Stress and Wellbeing Interventions
Psychological stress influences both glucose regulation and diabetes self-management behaviours (Lloyd et al., 2018). Using wearable devices and smartphone sensors, future interventions may detect indicators of stress and deliver adaptive support such as mindfulness exercises, breathing techniques, motivational messages, or behavioural coping strategies.
MRTs provide a rigorous framework for evaluating the short-term effectiveness of these interventions under real-world conditions.
From Micro-Randomised Trials to Just-In-Time Adaptive Interventions
The ultimate goal of MRT research is not simply to evaluate intervention effectiveness but to optimise interventions before large-scale implementation. Data generated through MRTs can be used to build Just-In-Time Adaptive Interventions (JITAIs), which continuously tailor support based on an individual’s context, behaviour, and physiological state (Nahum-Shani et al., 2018).
In diabetes management, future JITAIs may integrate real-time CGM data, physical activity patterns, sleep behaviours, dietary information, medication adherence data, and environmental and contextual factors. These systems could determine not only whether an intervention should be delivered, but also what type of intervention should be delivered and when it is most likely to be effective. AI and machine learning techniques may further enhance these systems by identifying complex patterns and adapting intervention strategies over time.

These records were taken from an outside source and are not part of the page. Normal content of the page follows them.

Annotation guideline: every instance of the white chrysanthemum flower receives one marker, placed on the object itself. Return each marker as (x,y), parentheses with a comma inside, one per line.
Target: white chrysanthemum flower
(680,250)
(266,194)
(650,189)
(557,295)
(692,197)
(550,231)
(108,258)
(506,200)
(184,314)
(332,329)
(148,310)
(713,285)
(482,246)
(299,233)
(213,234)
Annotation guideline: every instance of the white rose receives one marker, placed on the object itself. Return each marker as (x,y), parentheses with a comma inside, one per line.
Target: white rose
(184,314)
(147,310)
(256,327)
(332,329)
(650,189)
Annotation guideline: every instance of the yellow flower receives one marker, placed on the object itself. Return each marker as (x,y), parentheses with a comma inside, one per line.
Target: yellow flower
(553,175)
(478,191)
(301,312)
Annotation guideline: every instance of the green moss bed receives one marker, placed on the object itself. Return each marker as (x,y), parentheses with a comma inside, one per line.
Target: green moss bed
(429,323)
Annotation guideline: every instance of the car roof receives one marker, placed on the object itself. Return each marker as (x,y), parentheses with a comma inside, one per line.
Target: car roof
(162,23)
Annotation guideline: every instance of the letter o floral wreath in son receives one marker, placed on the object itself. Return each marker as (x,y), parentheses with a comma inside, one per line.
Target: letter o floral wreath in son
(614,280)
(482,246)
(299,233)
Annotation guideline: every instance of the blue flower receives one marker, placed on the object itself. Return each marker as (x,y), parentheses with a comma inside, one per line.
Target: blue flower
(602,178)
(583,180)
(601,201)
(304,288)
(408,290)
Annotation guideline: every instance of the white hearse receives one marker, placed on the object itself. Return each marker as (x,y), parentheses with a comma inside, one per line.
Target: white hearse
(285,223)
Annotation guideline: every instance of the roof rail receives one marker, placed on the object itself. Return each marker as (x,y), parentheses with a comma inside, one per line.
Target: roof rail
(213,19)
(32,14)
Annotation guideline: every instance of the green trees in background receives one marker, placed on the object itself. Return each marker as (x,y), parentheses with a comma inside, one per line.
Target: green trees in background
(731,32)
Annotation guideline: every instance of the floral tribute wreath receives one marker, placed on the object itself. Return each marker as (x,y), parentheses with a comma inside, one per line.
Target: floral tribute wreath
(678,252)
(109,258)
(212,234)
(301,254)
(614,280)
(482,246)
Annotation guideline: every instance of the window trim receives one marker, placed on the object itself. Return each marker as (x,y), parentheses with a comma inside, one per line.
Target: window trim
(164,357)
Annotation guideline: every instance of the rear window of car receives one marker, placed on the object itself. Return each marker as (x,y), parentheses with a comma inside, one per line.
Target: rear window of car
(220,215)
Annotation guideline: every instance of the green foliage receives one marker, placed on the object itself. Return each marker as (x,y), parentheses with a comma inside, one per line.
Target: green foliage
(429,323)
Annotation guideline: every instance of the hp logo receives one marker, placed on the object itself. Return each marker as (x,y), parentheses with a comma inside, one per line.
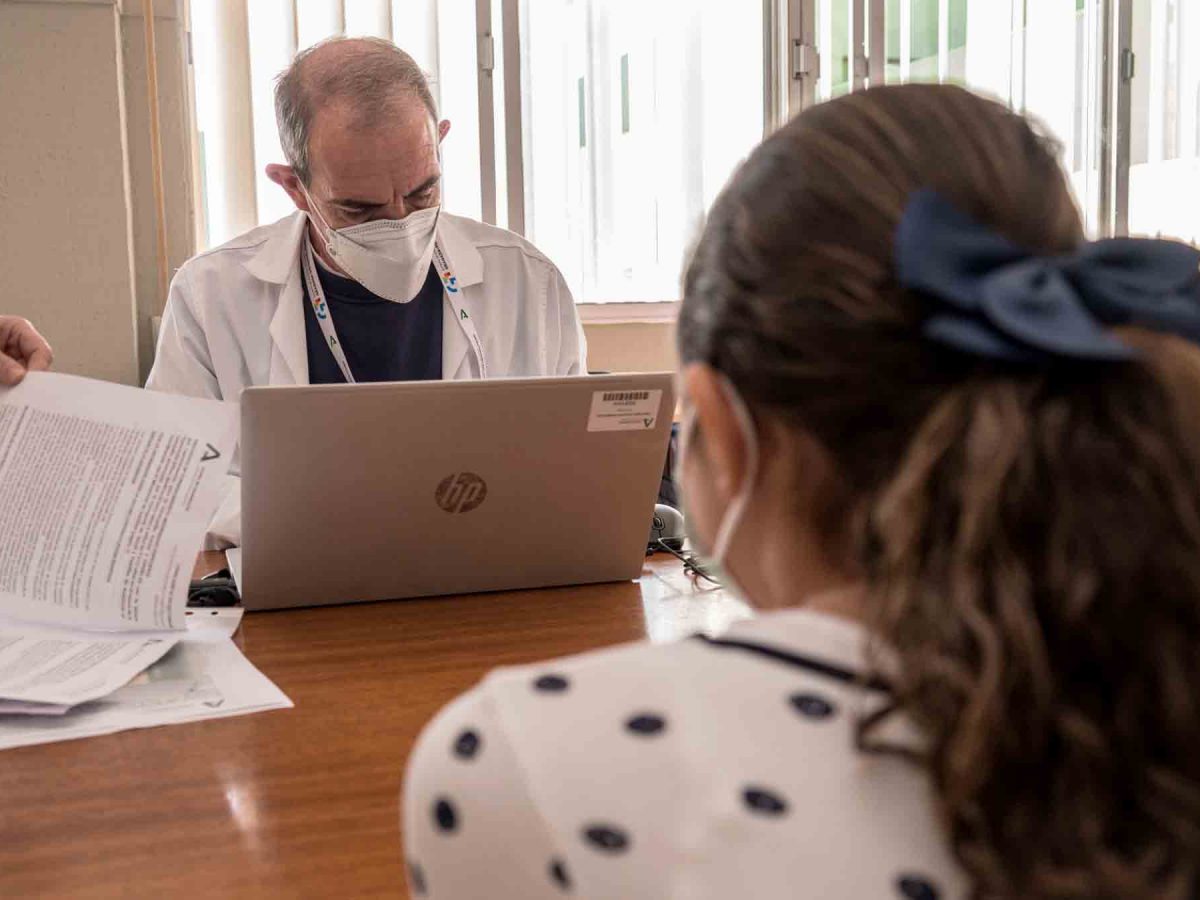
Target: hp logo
(461,492)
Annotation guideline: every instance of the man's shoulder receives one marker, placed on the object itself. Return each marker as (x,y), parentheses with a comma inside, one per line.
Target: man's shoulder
(240,249)
(490,239)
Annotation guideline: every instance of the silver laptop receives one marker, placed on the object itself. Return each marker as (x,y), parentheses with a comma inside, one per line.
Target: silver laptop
(377,491)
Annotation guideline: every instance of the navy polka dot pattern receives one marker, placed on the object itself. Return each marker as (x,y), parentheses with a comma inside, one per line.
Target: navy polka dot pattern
(763,802)
(606,838)
(558,874)
(417,880)
(811,706)
(647,724)
(913,887)
(551,684)
(445,816)
(598,777)
(467,745)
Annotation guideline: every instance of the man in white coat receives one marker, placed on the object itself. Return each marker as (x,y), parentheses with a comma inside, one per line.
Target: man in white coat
(370,280)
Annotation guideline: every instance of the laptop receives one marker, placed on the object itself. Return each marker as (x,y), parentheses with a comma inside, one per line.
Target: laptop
(419,489)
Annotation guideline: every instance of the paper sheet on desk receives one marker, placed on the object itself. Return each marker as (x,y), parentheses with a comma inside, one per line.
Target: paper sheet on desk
(203,677)
(107,493)
(47,670)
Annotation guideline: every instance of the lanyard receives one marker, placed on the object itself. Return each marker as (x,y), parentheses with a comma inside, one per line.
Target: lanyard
(325,316)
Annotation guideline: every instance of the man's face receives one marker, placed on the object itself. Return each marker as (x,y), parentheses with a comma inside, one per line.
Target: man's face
(363,171)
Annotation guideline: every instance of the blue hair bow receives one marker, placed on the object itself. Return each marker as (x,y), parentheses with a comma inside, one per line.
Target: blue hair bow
(1000,301)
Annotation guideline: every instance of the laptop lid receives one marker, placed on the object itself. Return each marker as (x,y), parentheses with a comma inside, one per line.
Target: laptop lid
(376,491)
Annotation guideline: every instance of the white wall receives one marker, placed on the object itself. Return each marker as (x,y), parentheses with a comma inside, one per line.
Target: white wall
(77,245)
(175,121)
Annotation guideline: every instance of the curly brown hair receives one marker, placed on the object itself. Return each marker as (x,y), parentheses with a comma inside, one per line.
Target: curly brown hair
(1031,535)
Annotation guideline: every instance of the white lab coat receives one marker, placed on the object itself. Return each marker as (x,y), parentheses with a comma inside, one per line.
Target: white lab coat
(235,318)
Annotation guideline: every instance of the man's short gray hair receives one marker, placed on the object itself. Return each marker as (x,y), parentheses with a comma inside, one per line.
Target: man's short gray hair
(370,77)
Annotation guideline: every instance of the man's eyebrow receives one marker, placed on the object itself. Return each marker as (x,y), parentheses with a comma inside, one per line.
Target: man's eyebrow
(349,202)
(425,185)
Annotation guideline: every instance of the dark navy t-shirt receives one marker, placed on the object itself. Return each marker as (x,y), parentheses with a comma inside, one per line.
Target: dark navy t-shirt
(383,341)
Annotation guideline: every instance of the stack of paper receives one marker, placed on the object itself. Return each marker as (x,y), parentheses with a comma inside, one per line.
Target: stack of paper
(105,496)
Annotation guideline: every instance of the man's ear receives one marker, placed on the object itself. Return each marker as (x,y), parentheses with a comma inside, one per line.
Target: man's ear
(286,178)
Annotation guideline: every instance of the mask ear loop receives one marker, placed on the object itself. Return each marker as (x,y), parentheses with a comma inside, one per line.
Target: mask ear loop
(732,517)
(325,231)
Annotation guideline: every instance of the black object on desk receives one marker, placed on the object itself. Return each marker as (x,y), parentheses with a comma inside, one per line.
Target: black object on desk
(215,589)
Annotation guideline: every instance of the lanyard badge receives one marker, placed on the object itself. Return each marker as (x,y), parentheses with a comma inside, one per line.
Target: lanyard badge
(325,316)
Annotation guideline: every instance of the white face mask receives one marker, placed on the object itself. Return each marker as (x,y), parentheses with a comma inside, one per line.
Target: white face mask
(389,257)
(733,514)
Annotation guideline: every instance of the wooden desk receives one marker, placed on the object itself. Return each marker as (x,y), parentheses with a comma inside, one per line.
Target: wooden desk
(300,802)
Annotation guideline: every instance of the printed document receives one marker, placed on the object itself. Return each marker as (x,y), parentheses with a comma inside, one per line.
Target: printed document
(204,676)
(105,496)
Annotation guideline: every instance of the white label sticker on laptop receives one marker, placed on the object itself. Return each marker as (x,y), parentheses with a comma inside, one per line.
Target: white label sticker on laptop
(624,411)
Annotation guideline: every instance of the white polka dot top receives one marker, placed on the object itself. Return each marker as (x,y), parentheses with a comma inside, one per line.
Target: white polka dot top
(708,768)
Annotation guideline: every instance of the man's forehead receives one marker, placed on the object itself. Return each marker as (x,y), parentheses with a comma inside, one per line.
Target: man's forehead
(390,147)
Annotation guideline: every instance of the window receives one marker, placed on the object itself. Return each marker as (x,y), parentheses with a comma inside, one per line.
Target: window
(635,114)
(1164,153)
(604,130)
(1038,58)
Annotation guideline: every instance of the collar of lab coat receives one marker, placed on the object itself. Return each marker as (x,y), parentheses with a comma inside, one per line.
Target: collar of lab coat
(277,262)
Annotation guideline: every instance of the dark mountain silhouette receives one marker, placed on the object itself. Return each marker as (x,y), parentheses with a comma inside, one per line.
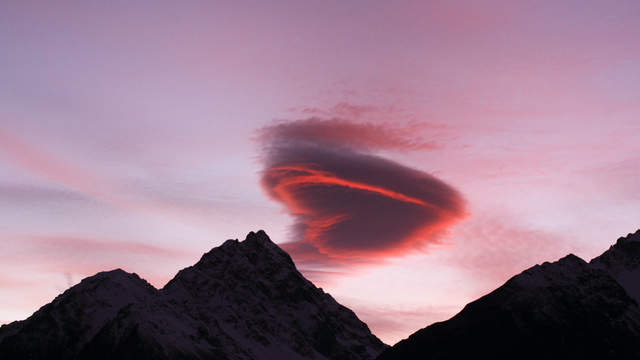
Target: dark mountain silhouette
(242,300)
(569,309)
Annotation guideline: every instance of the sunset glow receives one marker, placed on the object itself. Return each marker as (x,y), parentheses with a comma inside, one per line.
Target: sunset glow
(410,156)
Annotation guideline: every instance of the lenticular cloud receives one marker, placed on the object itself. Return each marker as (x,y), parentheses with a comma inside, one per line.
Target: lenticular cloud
(349,204)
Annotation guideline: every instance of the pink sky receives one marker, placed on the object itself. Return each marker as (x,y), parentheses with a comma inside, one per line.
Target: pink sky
(138,135)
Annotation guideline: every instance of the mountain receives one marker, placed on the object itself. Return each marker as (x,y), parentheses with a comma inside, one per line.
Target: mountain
(242,300)
(569,309)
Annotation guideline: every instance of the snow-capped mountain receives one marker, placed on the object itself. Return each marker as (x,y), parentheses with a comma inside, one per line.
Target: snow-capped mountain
(569,309)
(242,300)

The Future of Diabetes Care
The emerging model of diabetes care is shifting from periodic self-monitoring toward adaptive, AI-supported co-management. Instead of relying solely on retrospective review of glucose readings, future systems will continuously monitor behavioural and physiological data and provide personalised support in real time. MRTs play a critical role in this transition by providing the scientific foundation needed to optimise adaptive interventions before implementation at scale. By helping researchers understand what works, for whom, when, and under what circumstances, MRTs can accelerate the development of more effective digital health solutions that support people living with diabetes in their daily lives.

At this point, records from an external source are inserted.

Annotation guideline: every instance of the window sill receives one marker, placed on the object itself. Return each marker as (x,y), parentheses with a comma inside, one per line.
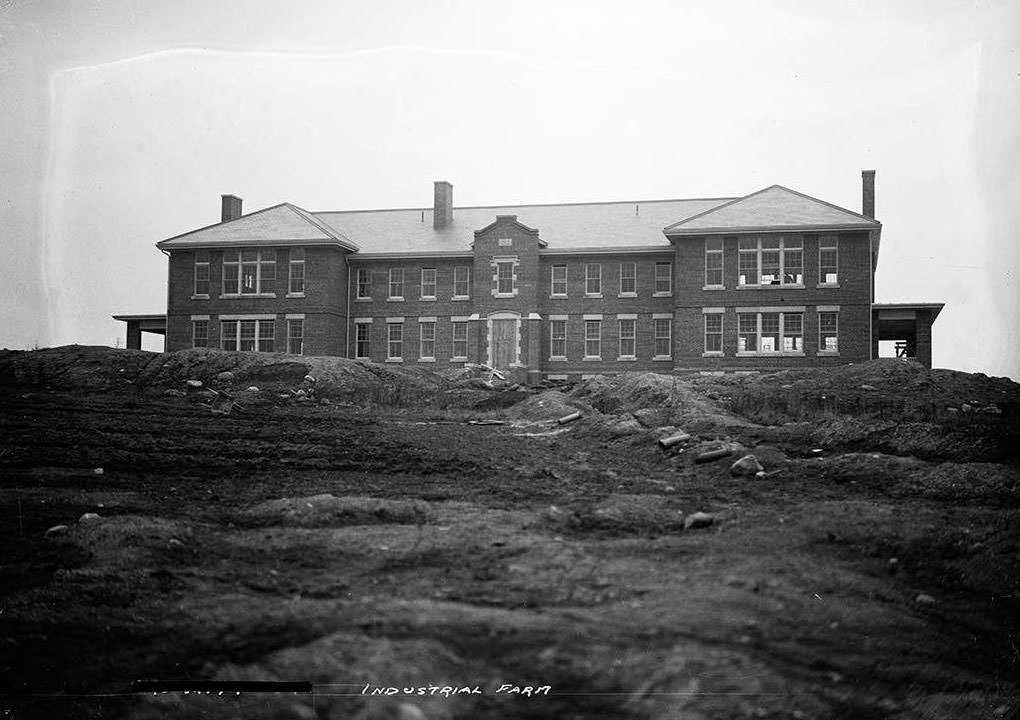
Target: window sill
(770,287)
(770,355)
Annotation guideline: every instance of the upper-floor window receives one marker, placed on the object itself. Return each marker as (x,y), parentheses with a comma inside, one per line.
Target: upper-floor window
(771,260)
(202,273)
(461,281)
(250,272)
(713,262)
(713,332)
(396,284)
(628,278)
(593,278)
(627,343)
(296,279)
(663,278)
(828,261)
(559,281)
(428,284)
(770,332)
(364,283)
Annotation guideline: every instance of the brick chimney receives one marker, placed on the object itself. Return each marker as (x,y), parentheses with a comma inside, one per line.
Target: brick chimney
(868,193)
(232,208)
(443,205)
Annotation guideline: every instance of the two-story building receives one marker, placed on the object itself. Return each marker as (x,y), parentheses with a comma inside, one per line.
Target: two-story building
(775,278)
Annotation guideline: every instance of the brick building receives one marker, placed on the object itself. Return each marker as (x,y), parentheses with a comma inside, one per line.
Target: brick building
(775,278)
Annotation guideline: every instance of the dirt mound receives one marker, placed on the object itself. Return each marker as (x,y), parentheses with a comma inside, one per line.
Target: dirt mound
(327,510)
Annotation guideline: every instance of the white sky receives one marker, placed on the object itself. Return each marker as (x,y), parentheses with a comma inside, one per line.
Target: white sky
(124,121)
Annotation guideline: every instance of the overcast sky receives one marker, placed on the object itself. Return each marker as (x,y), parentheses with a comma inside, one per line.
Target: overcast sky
(124,121)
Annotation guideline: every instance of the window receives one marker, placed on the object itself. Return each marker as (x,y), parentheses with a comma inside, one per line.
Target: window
(459,340)
(828,261)
(770,332)
(628,278)
(663,278)
(627,338)
(395,341)
(505,276)
(296,337)
(713,332)
(559,284)
(593,340)
(593,278)
(248,336)
(200,333)
(362,340)
(461,281)
(428,284)
(364,283)
(202,274)
(663,331)
(396,284)
(426,347)
(713,262)
(250,272)
(828,331)
(771,260)
(558,339)
(296,279)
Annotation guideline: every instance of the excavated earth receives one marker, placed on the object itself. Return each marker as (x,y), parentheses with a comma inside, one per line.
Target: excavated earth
(346,524)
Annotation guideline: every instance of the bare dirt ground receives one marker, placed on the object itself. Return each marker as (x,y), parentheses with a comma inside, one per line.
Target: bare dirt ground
(364,530)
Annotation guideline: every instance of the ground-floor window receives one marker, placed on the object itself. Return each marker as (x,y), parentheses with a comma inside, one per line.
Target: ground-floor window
(770,332)
(200,333)
(248,336)
(296,337)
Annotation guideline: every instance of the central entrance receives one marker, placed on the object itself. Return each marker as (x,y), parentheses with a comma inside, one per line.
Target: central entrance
(504,341)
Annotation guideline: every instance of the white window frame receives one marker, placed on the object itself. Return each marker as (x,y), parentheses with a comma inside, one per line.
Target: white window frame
(593,279)
(395,339)
(427,272)
(466,281)
(786,246)
(667,278)
(714,251)
(235,262)
(396,281)
(828,244)
(632,266)
(781,333)
(363,280)
(659,321)
(553,280)
(630,335)
(201,275)
(426,340)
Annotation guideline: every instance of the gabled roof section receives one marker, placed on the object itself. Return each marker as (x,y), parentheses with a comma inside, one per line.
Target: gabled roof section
(277,225)
(773,208)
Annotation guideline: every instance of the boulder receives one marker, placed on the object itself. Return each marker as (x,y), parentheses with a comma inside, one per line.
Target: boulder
(748,466)
(696,521)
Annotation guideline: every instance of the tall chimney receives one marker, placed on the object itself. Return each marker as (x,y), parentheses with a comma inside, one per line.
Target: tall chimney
(868,193)
(443,205)
(232,208)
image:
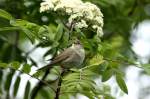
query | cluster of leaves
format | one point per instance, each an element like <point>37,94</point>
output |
<point>102,59</point>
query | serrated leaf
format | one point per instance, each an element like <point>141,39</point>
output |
<point>59,32</point>
<point>107,75</point>
<point>27,90</point>
<point>121,84</point>
<point>16,86</point>
<point>5,14</point>
<point>15,65</point>
<point>9,28</point>
<point>3,65</point>
<point>26,68</point>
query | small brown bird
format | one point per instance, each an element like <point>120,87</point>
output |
<point>70,57</point>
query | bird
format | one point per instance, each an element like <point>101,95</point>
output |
<point>70,57</point>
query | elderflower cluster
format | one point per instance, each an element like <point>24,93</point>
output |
<point>82,15</point>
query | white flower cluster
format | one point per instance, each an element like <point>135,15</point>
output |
<point>83,15</point>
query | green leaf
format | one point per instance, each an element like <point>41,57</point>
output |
<point>27,90</point>
<point>121,84</point>
<point>8,81</point>
<point>107,75</point>
<point>16,86</point>
<point>59,32</point>
<point>26,68</point>
<point>9,28</point>
<point>5,14</point>
<point>45,93</point>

As healthcare increasingly embraces wearable technologies, AI, and precision health approaches, MRTs are likely to become one of the most important methodologies for developing the next generation of personalised diabetes interventions.
At ReDAdvise, we are passionate about applying innovative methodologies including MRTs and Agentic AI to design, evaluate, and optimise interventions that improve outcomes for individuals living with chronic conditions.
References
- Klasnja P, Hekler EB, Shiffman S, Boruvka A, Almirall D, Tewari A, Murphy SA. Micro-randomized trials: An experimental design for developing just-in-time adaptive interventions. Health Psychology. 2015;34(S):1220–1228.
- Nahum‐Shani I, Smith SN, Spring BJ, Collins LM, Witkiewitz K, Tewari A, Murphy SA. Just-in-Time Adaptive Interventions (JITAIs) in mobile health: Key components and design principles for ongoing health behavior support. Annals of Behavioral Medicine. 2018;52(6):446–462.
- Riley WT, Rivera DE, Atienza AA, Nilsen W, Allison SM, Mermelstein R. Health behavior models in the age of mobile interventions: Are our theories up to the task? Translational Behavioral Medicine. 2011;1(1):53–71.
- Colberg SR, Sigal RJ, Yardley JE, Riddell MC, Dunstan DW, Dempsey PC, et al. Physical activity/exercise and diabetes: A position statement of the American Diabetes Association. Diabetes Care. 2016;39(11):2065–2079.
- Murphy SA. An experimental design for the development of adaptive treatment strategies. Statistics in Medicine. 2005;24(10):1455–1481.